Preempt api response by dslear · Pull Request #4845 · armadaproject/armada

dslear · 2026-04-16T19:31:49Z

What type of PR is this?

Enhancement

What this PR does / why we need it

When a job is preempted in Armada, it should have an error message that includes the user who requested preemption, as well as the reason if one exists. Currently, when a job running as part of a gang job is preempted, the rest of the jobs in the gang are also preempted but do not have the appropriate error message attached. This PR ensures that all jobs in the gang have the requesting user and reason as the error message.

Which issue(s) this PR fixes

Fixes #4832

Special notes for your reviewer

greptile-apps · 2026-04-16T19:34:50Z

Greptile Summary

This PR fixes two related issues: it propagates the preemption reason (including requesting user) to all jobs in a gang when one gang member is preempted, and it cleans up the preemption reason string format (removing the old \" | Preempted by user\" format with a leading space/pipe in favour of \"Preempted by user - reason\").

The core change in reconciliation.go introduces a gangPreemptionRequest struct that tracks the preemption reason per gang, so each gang's members can receive the correct formatted reason rather than a nil. The buildPreemptionReason helper in instructions.go centralises formatting with proper handling of all four user/reason combinations.

Confidence Score: 5/5

Safe to merge — logic is correct, all four reason/user combinations are tested, and gang propagation is properly isolated per gang.

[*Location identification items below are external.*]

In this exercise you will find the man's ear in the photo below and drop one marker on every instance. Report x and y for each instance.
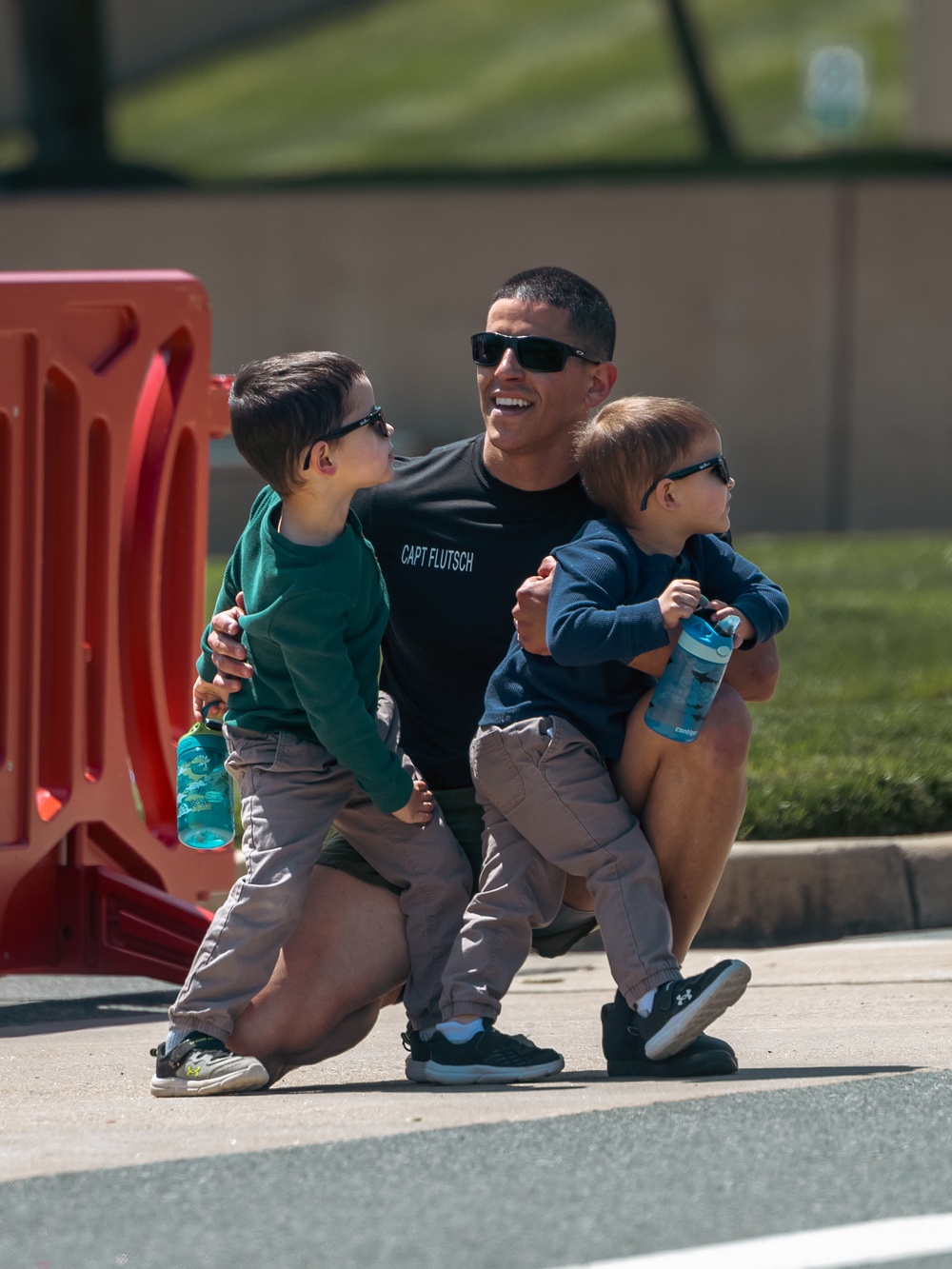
(604, 380)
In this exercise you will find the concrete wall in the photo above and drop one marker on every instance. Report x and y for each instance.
(813, 320)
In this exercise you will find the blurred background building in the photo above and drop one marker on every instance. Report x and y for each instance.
(761, 187)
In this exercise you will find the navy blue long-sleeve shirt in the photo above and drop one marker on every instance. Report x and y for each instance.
(604, 612)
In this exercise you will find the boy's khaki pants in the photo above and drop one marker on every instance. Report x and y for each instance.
(550, 807)
(292, 789)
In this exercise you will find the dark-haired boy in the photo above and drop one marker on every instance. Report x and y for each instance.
(551, 723)
(311, 742)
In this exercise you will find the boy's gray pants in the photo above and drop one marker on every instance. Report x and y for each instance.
(292, 789)
(550, 807)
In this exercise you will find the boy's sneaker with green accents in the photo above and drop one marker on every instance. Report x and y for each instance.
(418, 1054)
(684, 1006)
(490, 1058)
(201, 1066)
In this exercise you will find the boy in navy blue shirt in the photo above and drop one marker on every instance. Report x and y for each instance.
(551, 724)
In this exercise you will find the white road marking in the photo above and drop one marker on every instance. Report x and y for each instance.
(872, 1242)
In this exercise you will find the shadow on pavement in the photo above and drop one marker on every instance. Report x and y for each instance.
(410, 1086)
(37, 1017)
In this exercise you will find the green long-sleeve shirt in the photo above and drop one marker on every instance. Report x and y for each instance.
(315, 620)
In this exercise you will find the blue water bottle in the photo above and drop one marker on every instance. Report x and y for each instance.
(205, 799)
(691, 679)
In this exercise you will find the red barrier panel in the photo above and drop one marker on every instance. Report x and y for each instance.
(106, 414)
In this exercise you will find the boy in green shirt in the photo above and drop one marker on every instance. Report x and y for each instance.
(311, 740)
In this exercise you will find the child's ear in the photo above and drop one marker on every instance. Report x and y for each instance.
(323, 460)
(666, 495)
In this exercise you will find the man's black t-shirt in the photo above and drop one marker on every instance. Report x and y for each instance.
(453, 544)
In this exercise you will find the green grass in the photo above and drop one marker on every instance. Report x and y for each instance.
(859, 736)
(434, 83)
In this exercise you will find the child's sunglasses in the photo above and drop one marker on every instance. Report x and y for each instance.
(375, 419)
(532, 351)
(719, 464)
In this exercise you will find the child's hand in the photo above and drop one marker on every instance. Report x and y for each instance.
(678, 601)
(209, 694)
(419, 808)
(744, 631)
(531, 608)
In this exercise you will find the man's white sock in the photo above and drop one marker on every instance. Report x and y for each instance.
(644, 1006)
(459, 1033)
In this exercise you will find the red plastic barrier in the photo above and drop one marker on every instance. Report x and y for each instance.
(106, 414)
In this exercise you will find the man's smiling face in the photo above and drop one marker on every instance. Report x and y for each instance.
(529, 411)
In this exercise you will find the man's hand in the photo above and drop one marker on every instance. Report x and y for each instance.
(532, 606)
(228, 650)
(212, 694)
(678, 601)
(419, 808)
(744, 631)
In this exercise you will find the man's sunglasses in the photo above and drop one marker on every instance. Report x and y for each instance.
(719, 464)
(532, 351)
(375, 419)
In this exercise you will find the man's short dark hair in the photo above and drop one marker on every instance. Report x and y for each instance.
(634, 442)
(284, 405)
(592, 317)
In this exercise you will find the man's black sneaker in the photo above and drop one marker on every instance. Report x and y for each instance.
(684, 1006)
(200, 1066)
(490, 1058)
(558, 944)
(418, 1055)
(625, 1051)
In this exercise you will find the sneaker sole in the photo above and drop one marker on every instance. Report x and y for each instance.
(693, 1067)
(417, 1070)
(438, 1074)
(708, 1006)
(238, 1081)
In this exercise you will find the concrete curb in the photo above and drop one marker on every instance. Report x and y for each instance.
(777, 892)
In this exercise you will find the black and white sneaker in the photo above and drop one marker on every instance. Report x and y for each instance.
(490, 1058)
(625, 1051)
(200, 1066)
(684, 1006)
(418, 1051)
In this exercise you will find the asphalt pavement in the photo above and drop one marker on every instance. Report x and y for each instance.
(842, 1113)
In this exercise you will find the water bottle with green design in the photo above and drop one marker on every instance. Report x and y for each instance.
(205, 799)
(692, 677)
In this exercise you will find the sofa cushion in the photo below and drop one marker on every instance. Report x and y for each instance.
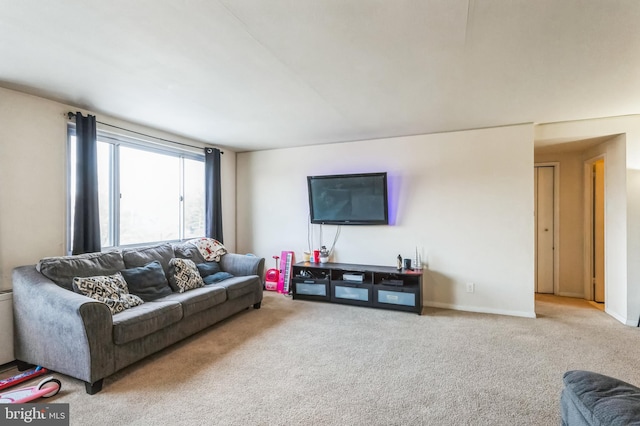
(199, 299)
(184, 275)
(144, 319)
(148, 281)
(63, 269)
(110, 290)
(216, 278)
(188, 251)
(208, 268)
(239, 286)
(601, 400)
(140, 256)
(210, 249)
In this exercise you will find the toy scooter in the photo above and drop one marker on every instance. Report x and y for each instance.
(272, 276)
(46, 388)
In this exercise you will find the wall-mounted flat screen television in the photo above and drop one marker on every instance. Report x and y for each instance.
(350, 199)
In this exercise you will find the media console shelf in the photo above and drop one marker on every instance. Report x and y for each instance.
(363, 285)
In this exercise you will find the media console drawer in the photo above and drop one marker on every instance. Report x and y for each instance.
(396, 298)
(356, 294)
(312, 289)
(366, 285)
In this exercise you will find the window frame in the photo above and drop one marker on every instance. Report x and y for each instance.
(115, 141)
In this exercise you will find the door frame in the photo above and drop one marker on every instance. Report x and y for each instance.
(588, 226)
(556, 222)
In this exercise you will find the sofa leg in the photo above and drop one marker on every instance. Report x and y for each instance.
(93, 388)
(23, 366)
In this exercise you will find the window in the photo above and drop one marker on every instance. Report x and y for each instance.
(147, 193)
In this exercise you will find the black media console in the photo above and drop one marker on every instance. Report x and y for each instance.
(363, 285)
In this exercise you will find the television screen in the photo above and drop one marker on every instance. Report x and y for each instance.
(354, 199)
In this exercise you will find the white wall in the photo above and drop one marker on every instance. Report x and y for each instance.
(33, 138)
(465, 198)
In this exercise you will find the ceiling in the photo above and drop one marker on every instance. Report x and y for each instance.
(255, 74)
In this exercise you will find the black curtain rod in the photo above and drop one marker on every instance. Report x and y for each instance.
(73, 115)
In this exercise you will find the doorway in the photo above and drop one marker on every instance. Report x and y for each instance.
(546, 230)
(595, 229)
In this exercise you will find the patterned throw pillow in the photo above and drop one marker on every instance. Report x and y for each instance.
(211, 249)
(111, 290)
(184, 275)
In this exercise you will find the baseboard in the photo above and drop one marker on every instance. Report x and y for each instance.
(480, 310)
(568, 294)
(618, 317)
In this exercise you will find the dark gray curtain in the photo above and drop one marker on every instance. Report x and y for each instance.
(213, 194)
(86, 218)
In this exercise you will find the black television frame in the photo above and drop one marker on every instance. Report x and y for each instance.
(385, 197)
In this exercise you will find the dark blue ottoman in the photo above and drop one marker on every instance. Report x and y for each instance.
(594, 399)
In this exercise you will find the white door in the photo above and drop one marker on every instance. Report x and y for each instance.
(544, 228)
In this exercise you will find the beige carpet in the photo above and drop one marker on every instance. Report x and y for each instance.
(307, 363)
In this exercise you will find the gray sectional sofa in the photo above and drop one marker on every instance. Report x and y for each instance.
(73, 334)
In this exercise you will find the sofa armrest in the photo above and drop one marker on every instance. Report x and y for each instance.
(59, 329)
(242, 265)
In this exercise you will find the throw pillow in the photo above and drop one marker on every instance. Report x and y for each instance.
(184, 275)
(148, 281)
(208, 268)
(217, 277)
(210, 248)
(110, 289)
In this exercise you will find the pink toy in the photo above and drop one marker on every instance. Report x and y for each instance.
(46, 388)
(10, 381)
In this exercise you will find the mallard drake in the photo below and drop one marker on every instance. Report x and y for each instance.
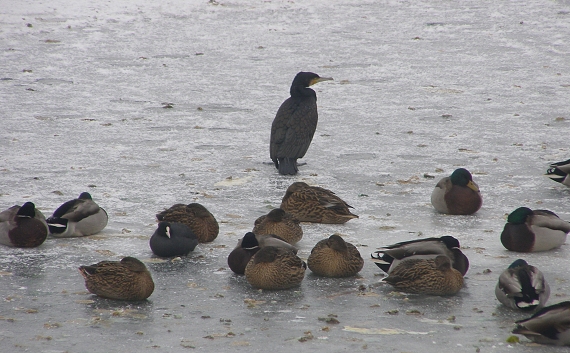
(549, 325)
(559, 172)
(315, 204)
(195, 216)
(172, 239)
(457, 194)
(522, 286)
(249, 245)
(533, 230)
(295, 123)
(333, 257)
(426, 276)
(23, 226)
(127, 279)
(280, 223)
(275, 268)
(388, 257)
(77, 218)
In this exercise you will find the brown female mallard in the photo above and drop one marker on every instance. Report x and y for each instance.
(249, 245)
(23, 226)
(280, 223)
(333, 257)
(426, 276)
(275, 268)
(127, 279)
(549, 325)
(315, 204)
(195, 216)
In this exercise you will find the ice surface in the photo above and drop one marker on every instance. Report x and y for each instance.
(421, 88)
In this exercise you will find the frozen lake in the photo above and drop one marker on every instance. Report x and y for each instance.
(147, 105)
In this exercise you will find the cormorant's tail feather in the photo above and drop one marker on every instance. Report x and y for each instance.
(287, 166)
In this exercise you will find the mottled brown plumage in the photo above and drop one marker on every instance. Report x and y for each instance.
(127, 279)
(280, 223)
(333, 257)
(275, 268)
(195, 216)
(315, 204)
(426, 276)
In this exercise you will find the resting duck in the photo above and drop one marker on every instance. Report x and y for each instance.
(457, 194)
(388, 257)
(533, 230)
(426, 276)
(333, 257)
(549, 325)
(23, 226)
(127, 279)
(172, 239)
(522, 286)
(195, 216)
(77, 218)
(275, 268)
(249, 245)
(280, 223)
(315, 204)
(559, 172)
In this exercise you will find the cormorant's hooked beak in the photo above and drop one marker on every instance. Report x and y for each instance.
(320, 79)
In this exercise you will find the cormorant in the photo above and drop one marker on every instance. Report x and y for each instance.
(295, 123)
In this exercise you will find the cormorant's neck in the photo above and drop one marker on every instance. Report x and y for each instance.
(300, 91)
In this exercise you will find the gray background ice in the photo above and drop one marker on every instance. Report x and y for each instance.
(421, 88)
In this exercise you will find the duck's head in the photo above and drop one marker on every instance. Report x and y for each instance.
(249, 241)
(164, 229)
(336, 242)
(442, 263)
(85, 196)
(27, 210)
(276, 215)
(450, 242)
(518, 263)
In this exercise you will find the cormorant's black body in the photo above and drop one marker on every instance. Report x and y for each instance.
(295, 124)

No P0 or P1 issues found. The gang preemption reason extraction correctly uses jst.Job.LatestRun() (the post-reconciliation run with PreemptReason set) rather than the original job. The per-gang grouping via gangPreemptionRequests correctly handles multiple concurrently-preempted gangs with different reasons. The format change from the old " | Preempted by user" pattern (with leading space/pipe on empty reason) to "Preempted by user - reason" is an intentional improvement and is thoroughly tested.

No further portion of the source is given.